Et la réponse est... l'hème "ferryle" du Composé I n'est pas protoné. Mais, et c'est une surprise, les résultats ont montré que la chaîne latérale d'un acide aminé (une histidine) sur la molécule est doublement protonée, ce qui pose d'autres questions spécifiques en termes de mécanismes de l'activation de l'oxygène dans les enzymes à hèmes.

"Le refroidissement par cryogénie de grands cristaux de protéines, nécessaire pour la cristallographie neutronique, était généralement vu comme un défi", explique Cecilia Casadei, doctorante à l'ILL. "Notre travail montre que c'est possible, permettant ainsi la capture à basse température d'espèces intermédiaires dans la réaction enzymatique par cristallographie neutronique. L'appareil LADI-III de l'ILL et le BioDiff de FRM II exploitent les possibilités uniques de la diffraction neutronique pour la localisation des atomes d'hydrogène dans la structure des protéines, si souvent essentielle à la complète compréhension des mécanismes de réaction et de l'activité catalytique."

"Cette étude marque la première détermination d'une structure intermédiaire par cryo-cristallographie neutronique, éclairant un mécanisme catalytique bien connu mais confus", selon Matthew Blakeley, responsable LADI-III à l'Institut Laue-Langevin. "La possibilité de collecter des données à différentes températures nous permet maintenant de traiter de problèmes biologiques bien plus complexes en utilisant la cristallographie neutronique."

"Situer tous les atomes d'hydrogène, c'est la clé pour comprendre le fonctionnement des enzymes," précise le professeur Moody. "La capacité de figer les intermédiaires à des températures cryogéniques associée à l'information apportée par la cristallographie neutronique, signifie que l'on peut enfin les voir."

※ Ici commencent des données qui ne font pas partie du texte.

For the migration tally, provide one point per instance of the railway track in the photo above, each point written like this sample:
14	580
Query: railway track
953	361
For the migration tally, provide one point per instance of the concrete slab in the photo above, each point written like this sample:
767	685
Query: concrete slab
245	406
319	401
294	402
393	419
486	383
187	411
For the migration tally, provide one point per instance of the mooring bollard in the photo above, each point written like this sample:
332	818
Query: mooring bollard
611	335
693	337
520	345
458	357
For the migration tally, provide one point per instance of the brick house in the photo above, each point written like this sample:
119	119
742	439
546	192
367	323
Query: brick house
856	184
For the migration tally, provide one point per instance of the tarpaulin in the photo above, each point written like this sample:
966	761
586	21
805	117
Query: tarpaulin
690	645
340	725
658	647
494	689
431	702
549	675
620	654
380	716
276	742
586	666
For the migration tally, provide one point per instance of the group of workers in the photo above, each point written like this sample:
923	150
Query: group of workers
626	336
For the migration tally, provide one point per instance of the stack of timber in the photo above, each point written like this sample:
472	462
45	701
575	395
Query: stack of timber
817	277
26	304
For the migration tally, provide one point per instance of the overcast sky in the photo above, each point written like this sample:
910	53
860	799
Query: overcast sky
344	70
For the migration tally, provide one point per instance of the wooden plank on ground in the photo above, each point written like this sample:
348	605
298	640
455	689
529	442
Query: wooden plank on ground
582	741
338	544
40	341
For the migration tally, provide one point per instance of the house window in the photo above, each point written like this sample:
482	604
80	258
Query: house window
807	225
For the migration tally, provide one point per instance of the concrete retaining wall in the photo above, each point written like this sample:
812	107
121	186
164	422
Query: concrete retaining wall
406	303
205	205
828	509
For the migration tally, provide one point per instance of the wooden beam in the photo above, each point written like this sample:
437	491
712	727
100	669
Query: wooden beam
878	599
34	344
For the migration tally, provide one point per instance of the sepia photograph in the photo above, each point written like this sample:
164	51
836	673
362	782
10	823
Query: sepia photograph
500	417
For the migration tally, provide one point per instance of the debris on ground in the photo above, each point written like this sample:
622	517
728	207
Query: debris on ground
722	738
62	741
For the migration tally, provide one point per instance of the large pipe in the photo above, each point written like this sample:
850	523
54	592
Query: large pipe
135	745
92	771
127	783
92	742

"La structure exacte du hème "ferryle" est longtemps restée un problème difficile à résoudre pour la communauté de spécialistes", explique le professeur Raven. "Nous avons eu la chance, via nos collaborateurs à Grenoble et Munich, d'avoir accès à l'excellence des appareils à faisceaux de neutrons en Europe et de nous trouver ainsi dans une situation optimale pour essayer de nouvelles approches qui ont fort bien fonctionné."